AV: When I am touring around the world one of the most exciting parts of the performance is packing up my gear after the concert. Some of my most profound epiphanies occur in the larger cycles of a process and within the routine of these 403 twenty-five minute performances the labyrinth of perspective was fully lit. Some of the epiphanies were languorous and steady, but dull is not the word I would use.SB: You told me that Samuel Beckett and Morton Feldman are important to you. In what ways?
AV: Samuel Beckett taught me how to win half a cup of free tea from a full-breasted waitress, so I am forever indebted to him. His sense of timing is so distinct and I often wonder how he transmits that through words on a page. Morton Feldman on the other hand… there is a delicate sadness in his music that I gravitate towards. The seemingly endless feel in his works also fascinates me. There are some composers who write 100 year-long pieces and others whose music occupies 100 years in ten minutes. Feldman is both.
SB: And Marina Abramovic, ‘the god mother of performance art’ Like?
AV: I would rather call her the Goddess. The range of work itself, the risks she takes and her ongoing engagement with endurance are a source of inspiration for me.
SB: Would you fantasize about being elsewhere when you were performing in the gallery? Places you’ve never been before or familiar places?
AV: Yes. I fantasized and researched about the history of The Serpentine Gallery. I would imagine the natural flow of human motion in the rooms when it was a tea house. When I peered out through the holes in the walls I imagined past pavilions and experimented with my own designs. The pavilion that I designed in my time there was made out of white cotton and derived its structure from moving fans. I found myself inside that pavilion from time to time altering its structure with the wind from my saxophone.

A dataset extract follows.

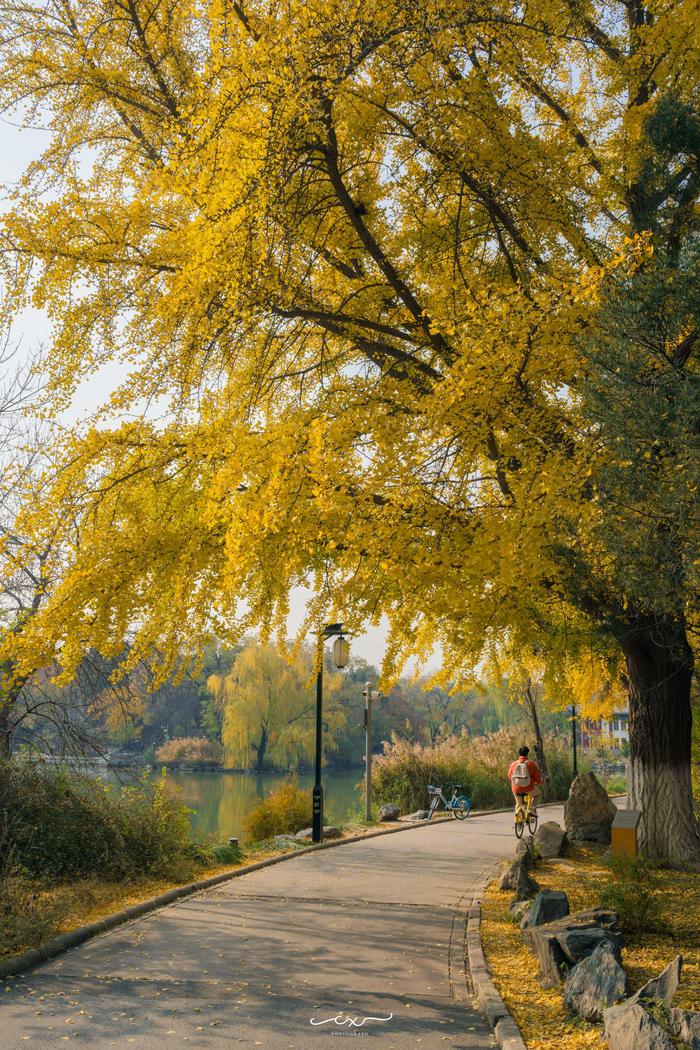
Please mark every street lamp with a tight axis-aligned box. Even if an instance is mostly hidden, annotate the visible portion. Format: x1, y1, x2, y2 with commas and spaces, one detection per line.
363, 681, 382, 821
570, 704, 578, 777
313, 623, 350, 843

SB: Did you continue to play in your dreams at night?
AV: No. I did not dream so much over the period of the show. It was more as if my entire life was a dream. There is a drink I had once in Brooklyn called Morir Sonando which translates to ‘dying in your dreams,’ and this performance more than any reminded me of the taste. Kind of synthetic orange cream powder with seltzer water. Now two weeks have past since I returned to Berlin and anytime I pick up my saxophone I smell oranges.

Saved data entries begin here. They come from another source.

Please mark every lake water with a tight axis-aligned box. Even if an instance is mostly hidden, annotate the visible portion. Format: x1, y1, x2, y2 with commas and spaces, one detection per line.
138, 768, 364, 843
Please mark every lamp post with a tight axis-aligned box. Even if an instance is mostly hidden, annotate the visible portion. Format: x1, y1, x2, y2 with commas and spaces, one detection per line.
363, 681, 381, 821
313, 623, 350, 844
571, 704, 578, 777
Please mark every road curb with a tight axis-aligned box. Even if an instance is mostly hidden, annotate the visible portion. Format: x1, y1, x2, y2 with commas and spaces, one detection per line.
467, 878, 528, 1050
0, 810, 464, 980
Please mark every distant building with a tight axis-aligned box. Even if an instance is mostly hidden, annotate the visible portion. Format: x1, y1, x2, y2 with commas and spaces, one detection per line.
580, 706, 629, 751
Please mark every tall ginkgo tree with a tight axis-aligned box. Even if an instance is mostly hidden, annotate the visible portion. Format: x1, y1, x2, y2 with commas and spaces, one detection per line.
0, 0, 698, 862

SB: Can you remember the last performance, Number 403? How did you make it definitive?
AV: I was very over-excited and spent almost the entirety of the performance on my knees or with my back on the floor. It was very emotional although I don’t know which emotion or story I was telling, as if the accumulated weight of the experience was releasing itself through me. I felt like the lit end of a portal. The audience clapped which was the first time throughout the entire 403 concerts that a group of people clapped together for me. I didn’t expect that at all and didn’t even know how to respond to it. As I was walking away, I heard this tremendous clapping and wasn’t able to stop the routine my feet were so used to, so I kind of turned halfway and lifted my saxophone in the air and my feet just kept on walking.
SB: When did you know this whole endurance was truly over?
AV: Four nights before the final performance around midnight a gang of hooligans on the street pulled out a tenor sax. They were drunk laughing and playing around with it and for a second I wondered if they had broken into the serpentine and stolen my baby. They started playing the sax intro to ‘Baker Street’ and I knew the cosmos was calling me home.